2. Apply this idea to a new example: "A catalyst lowers E a — it does NOT change ΔH, reactants, or products". Show your reasoning clearly.
3. Analyse why this idea matters for understanding Activation Energy, Catalysts & Energy Diagrams: "Homogeneous catalyst: same phase as reactants; heterogeneous: different phase".
6. Extend: Apply the Idea
A student gives a memorised answer about Activation Energy, Catalysts & Energy Diagrams but does not use evidence or reasoning.
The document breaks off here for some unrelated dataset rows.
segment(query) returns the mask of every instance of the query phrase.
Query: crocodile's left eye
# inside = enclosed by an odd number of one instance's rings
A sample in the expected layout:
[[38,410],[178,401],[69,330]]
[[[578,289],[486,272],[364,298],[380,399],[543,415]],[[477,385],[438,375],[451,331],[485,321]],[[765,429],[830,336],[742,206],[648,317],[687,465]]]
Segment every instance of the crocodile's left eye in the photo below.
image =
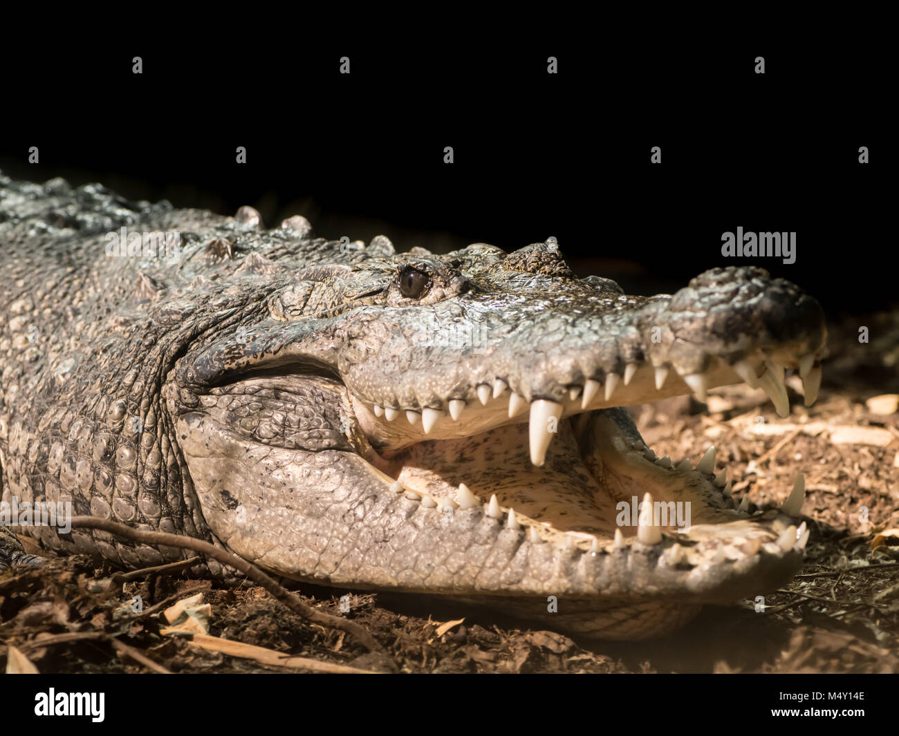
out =
[[417,299],[424,293],[429,281],[428,274],[413,266],[406,266],[399,275],[399,290],[404,297]]

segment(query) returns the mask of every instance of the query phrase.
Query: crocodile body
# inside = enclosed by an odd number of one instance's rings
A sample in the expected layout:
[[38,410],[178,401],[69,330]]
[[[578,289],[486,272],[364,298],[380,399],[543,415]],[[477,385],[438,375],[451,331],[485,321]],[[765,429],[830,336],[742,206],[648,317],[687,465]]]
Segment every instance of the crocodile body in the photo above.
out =
[[[671,630],[801,562],[801,487],[782,510],[736,508],[714,448],[672,466],[620,408],[746,381],[782,413],[784,368],[814,400],[821,308],[761,269],[628,297],[576,278],[553,239],[397,253],[299,217],[265,229],[249,208],[5,177],[0,244],[7,502],[70,501],[296,580],[606,638]],[[687,504],[689,529],[622,517],[634,499]],[[126,567],[183,554],[30,533]]]

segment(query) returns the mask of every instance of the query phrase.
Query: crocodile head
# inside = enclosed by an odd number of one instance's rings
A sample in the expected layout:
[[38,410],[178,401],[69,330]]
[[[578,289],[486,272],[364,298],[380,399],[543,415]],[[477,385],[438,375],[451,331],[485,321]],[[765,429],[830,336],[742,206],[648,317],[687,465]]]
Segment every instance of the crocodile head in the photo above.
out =
[[658,458],[621,407],[746,382],[786,415],[785,368],[814,401],[825,331],[797,287],[741,267],[628,297],[576,278],[553,239],[360,245],[319,241],[311,267],[281,245],[231,266],[218,296],[203,285],[209,309],[258,295],[164,388],[222,543],[288,577],[602,638],[663,633],[796,572],[801,478],[781,510],[738,506],[714,448]]

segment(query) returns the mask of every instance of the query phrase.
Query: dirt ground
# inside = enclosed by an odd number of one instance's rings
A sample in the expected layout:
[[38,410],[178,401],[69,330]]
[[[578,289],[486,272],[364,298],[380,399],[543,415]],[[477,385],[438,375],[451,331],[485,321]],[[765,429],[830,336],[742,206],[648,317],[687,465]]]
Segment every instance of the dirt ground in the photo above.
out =
[[[860,327],[869,341],[859,341]],[[779,504],[805,474],[803,519],[812,530],[805,566],[765,592],[761,612],[754,600],[708,607],[670,636],[603,643],[408,597],[298,589],[307,603],[371,632],[386,649],[378,653],[246,581],[167,571],[122,581],[111,580],[111,568],[70,557],[0,573],[0,661],[41,672],[899,671],[899,413],[890,395],[899,394],[899,309],[830,331],[831,358],[811,409],[793,377],[787,419],[745,386],[717,389],[708,405],[684,397],[635,412],[646,441],[675,463],[685,456],[695,463],[715,444],[738,498]],[[209,634],[237,643],[224,647],[228,653],[213,651],[223,648],[218,640],[203,647],[187,634],[160,634],[167,624],[158,613],[198,592],[188,624],[200,620]],[[141,613],[129,603],[135,595]]]

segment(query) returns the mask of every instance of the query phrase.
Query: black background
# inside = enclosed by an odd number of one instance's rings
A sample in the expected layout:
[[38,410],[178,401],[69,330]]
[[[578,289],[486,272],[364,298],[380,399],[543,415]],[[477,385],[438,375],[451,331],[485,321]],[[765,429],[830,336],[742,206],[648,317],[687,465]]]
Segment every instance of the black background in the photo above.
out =
[[[832,316],[899,301],[894,64],[876,40],[848,46],[848,28],[788,42],[613,27],[576,40],[304,31],[236,42],[235,23],[203,43],[172,31],[7,48],[0,169],[223,214],[251,204],[269,226],[300,213],[316,235],[384,233],[401,250],[513,249],[552,235],[580,275],[628,293],[754,263]],[[721,234],[739,226],[796,231],[796,262],[724,258]]]

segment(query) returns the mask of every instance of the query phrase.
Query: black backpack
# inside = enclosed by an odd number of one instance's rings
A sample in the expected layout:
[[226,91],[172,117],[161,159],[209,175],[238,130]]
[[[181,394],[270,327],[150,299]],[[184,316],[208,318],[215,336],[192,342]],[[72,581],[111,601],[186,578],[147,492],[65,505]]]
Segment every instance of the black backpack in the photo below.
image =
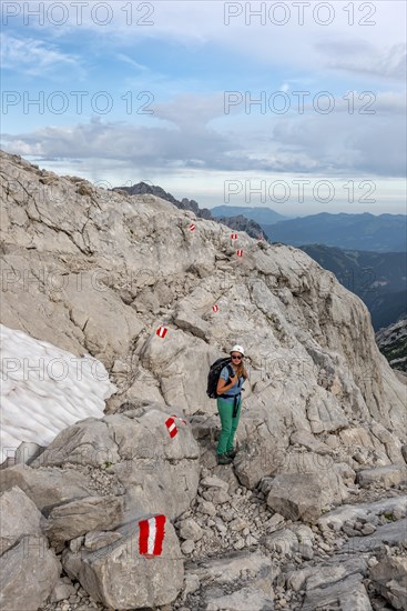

Improve the answer by writing a stronger response that uses accurate terminology, a relevant example and a clear explanation.
7. Multiple Choice
1. What is the best first step when answering a question about Activation Energy, Catalysts & Energy Diagrams?
A. Identify the key concept being tested
B. Write every fact from memory
C. Ignore the command word
D. Skip examples and evidence
2. Which answer would show stronger understanding of Activation Energy, Catalysts & Energy Diagrams?
A. An answer with accurate terms and reasoning
B. A copied definition only
C. A single-word response
D. An answer with no example
3. What should you do if a question asks you to explain?
A. Link the idea to a reason or cause
B. List unrelated facts
C. Only draw a diagram
D. Write the shortest possible answer
8. Success Criteria Proof
Finish with evidence that you can do each success criterion.